Hong Kong’s de facto central bank warned yesterday that the city must not “sit on its laurels” if it wants to remain a global financial center after plans for China’s first free-trade zone (FTZ) were revealed.
Draft proposals for the free-trade zone in Shanghai showed that the zone goes beyond greater liberalization of trade to take in investment and financial services — including free currency convertibility.
“It is no good for Hong Kong to sit on its laurels and just hope or pray that other financial centers do not or cannot catch up,” Hong Kong Monetary Authority chief executive Norman Chan (陳德霖) told a financial summit.
“There is no room for complacency,” he added.
When asked if he feared Shanghai could surpass Hong Kong as a financial hub, Chan defended its powerhouse status.

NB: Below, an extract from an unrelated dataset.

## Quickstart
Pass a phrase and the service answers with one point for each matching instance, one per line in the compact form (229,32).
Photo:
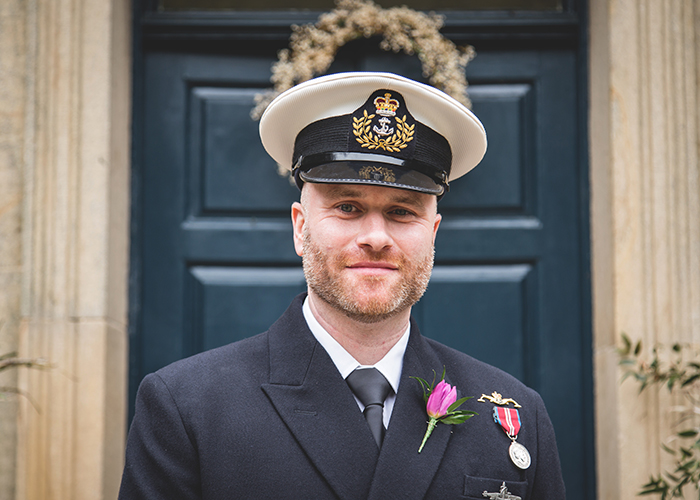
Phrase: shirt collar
(390,365)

“Hong Kong is already a world-class financial center and has a leading edge in the offshore renminbi [yuan] business,” he said. “It is important that we continue to upgrade our platform in facilitating renminbi businesses and we will be able to maintain a competitive edge over time.”
As pro-democracy campaigners in Hong Kong push for universal suffrage by 2017 and anti-Beijing sentiment increases, Chan said the city’s economy was “well positioned” to withstand political tensions.
“We have taken sufficient measures to enhance the risk management of the banking system, our banks are well positioned and well prepared to withstand future shocks, from whatever source,” he said.
Chan underlined the crucial importance of financial market infrastructure to a city’s economic success.
The draft FTZ plan for Shanghai, revealed exclusively by AFP on Thursday, said the new zone would support the establishment of foreign and joint venture banks and welcome privately funded financial institutions.
At present, China’s banking sector is overwhelmingly dominated by state-run institutions.
Hong Kong analysts say the territory — which promotes itself as the business gateway to the world’s second-largest economy, but is facing challenges such as high labor and rental costs — must now rise to the challenge.
“In one to three years time, if Hong Kong cannot revamp itself, it will lose its competitiveness to the trade zone,” ANZ Banking Group chief China economist Liu Ligang (劉利剛) said.
“Some of the businesses in Hong Kong could be shifted to the free-trade zone if people don’t need to use Hong Kong banks anymore,” Liu added. “Hong Kong’s renminbi assets could also flow to the trade zone.”
Sung Yun-wing (宋恩榮), director of the Hong Kong Shanghai Development Institute, said the Shanghai FTZ will serve as a “wake-up call”.
“Hong Kong has to face international global competition, whether from Shanghai or New York and London,” he said.